It was a pleasure to get the chance to revisit Conor Lovett’s one-man show, Moby Dick, for Gare St. Lazare Players, at Garter Lane. I had seen the opening night of this work in Youghal early in April and had commented that – while the performance was mighty, the length of the presentation was too long. Lovett’s trademark diffident, almost conversational, style of delivery which well suited his acclaimed Beckett work, did not fit well with an array of larger than life characters from a big meaningful novel from Herman Melville.

Theatre does reshape itself and adjust to audience feedback and this production is now a tighter 100 minutes, with more detail on the conflict between Ahab and the white whale. It is still a leviathan of a task and Lovett had made the dialogue more active and dramatic.

“They call me Ishmael” is the iconic opening line that sets up the journey and the sharper conflict and the actual night mirrored the narrated – a damp drizzly November in my soul.
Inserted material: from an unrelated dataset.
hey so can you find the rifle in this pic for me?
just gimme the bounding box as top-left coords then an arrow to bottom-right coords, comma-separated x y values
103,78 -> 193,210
Mystery and warnings are created before the Pequod sails as Ahab stands on the quarterdeck, his other leg made from the bone of a sperm whale’s jaw.

There is a grim foreboding, a crucifixion in his face as he offers the crew a sixteen dollar ounce of gold in reward for first sighting of the white whale of death and devils. God hunt us all if we do not hunt Moby Dick takes us into the interval.

When we return to the bare stage, just a small table, we know we are on the floor of the ocean as Queequeg, the harpooner, has his fateful coffin made and you just know there will be no happy homeward bound. A typhoon lashes the ship and the mood is full of superstition as Ahab rages at the elements.

We were into the last quarter of the drama when Ahab spots the white whale and in six minutes, all of three days battle has been powerfully acted and told. Lovett is in mighty form as the ship is smashed from hate’s heart and swallowed up in a great vortex – the drama done and only the narrator Ishmael left to tell the tale. And what a tale.